* Ruprecht Helms wrote on Wed, Nov 27, 2002 at 13:50 +0100:
Can you please explain that? I happily block tcp/25 on all servers except mailservers.
that is ok.
Thank you.
I ment that you have blocked it on the central firewall.
I think it's my choice where I block unwanted packets. You wrote:
to denie port 25 (smtp) is not a good idea.
I did not understood that this was meant as "You have to block port 25 on the central firewall.", sorry.
dial-up. If you have a mailserver in your DMZ you can disable pop3 to outside.
And if I have a POP3 server in the LAN I cannot block?!
I don't think so or we talk about different. I wrote to block to outside and not to your internal LAN.
I does not depends of the location of the POP3 server. You can and should block POP3 for anything you don't want, if you have no external clients, you can block it completly, no matter if the server resides in DMZ or where ever.

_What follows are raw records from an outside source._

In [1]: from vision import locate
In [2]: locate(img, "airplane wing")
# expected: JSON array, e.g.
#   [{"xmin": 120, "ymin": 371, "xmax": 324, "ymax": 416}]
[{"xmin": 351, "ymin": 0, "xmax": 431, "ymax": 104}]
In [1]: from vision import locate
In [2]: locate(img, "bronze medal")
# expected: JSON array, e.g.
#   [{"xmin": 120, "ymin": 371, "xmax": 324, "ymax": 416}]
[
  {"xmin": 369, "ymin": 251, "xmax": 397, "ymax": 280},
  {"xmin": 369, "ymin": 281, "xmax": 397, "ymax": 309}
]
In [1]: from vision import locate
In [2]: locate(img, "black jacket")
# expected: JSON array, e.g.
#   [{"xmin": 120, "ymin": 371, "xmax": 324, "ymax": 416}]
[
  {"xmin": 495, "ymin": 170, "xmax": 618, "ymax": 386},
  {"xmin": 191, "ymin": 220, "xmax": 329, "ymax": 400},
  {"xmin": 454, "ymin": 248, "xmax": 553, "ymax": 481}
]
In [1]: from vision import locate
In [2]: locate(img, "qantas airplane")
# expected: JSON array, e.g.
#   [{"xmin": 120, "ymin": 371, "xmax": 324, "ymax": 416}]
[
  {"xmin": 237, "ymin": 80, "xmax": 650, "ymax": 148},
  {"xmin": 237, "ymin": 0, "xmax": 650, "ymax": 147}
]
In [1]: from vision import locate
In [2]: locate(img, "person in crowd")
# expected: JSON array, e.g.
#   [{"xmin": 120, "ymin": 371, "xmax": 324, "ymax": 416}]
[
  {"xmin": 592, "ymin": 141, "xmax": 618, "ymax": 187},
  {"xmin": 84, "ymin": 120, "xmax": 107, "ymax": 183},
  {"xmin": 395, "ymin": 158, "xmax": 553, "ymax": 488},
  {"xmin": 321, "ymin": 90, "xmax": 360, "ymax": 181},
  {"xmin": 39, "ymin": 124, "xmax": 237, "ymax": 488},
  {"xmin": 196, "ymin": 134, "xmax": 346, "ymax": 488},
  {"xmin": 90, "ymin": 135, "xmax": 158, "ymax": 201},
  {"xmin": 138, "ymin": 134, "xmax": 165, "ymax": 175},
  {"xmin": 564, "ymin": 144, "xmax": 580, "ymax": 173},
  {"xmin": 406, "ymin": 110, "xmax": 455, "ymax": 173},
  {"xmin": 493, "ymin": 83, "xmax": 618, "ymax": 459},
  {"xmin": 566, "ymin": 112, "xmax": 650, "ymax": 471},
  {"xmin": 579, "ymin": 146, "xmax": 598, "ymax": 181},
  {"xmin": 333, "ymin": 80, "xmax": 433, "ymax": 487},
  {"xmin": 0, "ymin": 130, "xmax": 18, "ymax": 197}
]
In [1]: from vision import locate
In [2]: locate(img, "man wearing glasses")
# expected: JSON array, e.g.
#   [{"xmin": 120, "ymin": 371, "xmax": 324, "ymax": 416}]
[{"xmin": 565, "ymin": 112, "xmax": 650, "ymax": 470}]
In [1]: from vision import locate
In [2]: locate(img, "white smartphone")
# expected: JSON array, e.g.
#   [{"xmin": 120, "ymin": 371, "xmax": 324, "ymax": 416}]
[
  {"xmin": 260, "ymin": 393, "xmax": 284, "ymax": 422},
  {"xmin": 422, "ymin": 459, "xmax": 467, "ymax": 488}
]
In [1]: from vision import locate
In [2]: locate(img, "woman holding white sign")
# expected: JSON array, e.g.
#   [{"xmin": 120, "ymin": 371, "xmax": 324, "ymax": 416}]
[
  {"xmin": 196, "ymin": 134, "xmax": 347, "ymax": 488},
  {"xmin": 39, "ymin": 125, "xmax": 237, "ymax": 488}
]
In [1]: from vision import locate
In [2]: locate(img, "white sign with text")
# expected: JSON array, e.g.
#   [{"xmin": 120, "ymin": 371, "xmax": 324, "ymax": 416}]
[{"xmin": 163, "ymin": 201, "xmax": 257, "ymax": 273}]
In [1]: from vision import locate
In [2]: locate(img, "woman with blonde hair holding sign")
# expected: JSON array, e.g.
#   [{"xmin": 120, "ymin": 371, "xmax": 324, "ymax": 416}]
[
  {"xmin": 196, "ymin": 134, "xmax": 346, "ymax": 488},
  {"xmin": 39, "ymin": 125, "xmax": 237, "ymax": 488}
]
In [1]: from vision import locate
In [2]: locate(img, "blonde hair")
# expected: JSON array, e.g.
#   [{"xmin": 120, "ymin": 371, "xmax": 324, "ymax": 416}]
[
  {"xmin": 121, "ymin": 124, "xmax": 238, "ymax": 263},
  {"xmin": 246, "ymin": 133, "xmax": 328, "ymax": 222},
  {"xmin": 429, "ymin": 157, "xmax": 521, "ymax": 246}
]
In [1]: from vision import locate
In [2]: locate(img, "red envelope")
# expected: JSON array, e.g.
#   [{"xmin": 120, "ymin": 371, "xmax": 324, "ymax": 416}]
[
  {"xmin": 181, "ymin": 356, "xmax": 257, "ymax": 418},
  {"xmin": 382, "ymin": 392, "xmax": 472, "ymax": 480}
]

If you have the POP3-Server in your DMZ than you enable it to use from inside, but block it to outside.
Ohh, I see, you suggest to allow the service for the internal permitted sources. Yes, of course, I though this is clear.
The only reason to give the using of the pop3-server free to use from outside is than your company have employees that have to do with customers and make a lots of visits by the customers and need to read everytime the companymails.
Well, if you have no other chance... I would prefere to set up another POP3 server or use one from some ISP. oki, Steffen -- Dieses Schreiben wurde maschinell erstellt, es trägt daher weder Unterschrift noch Siegel.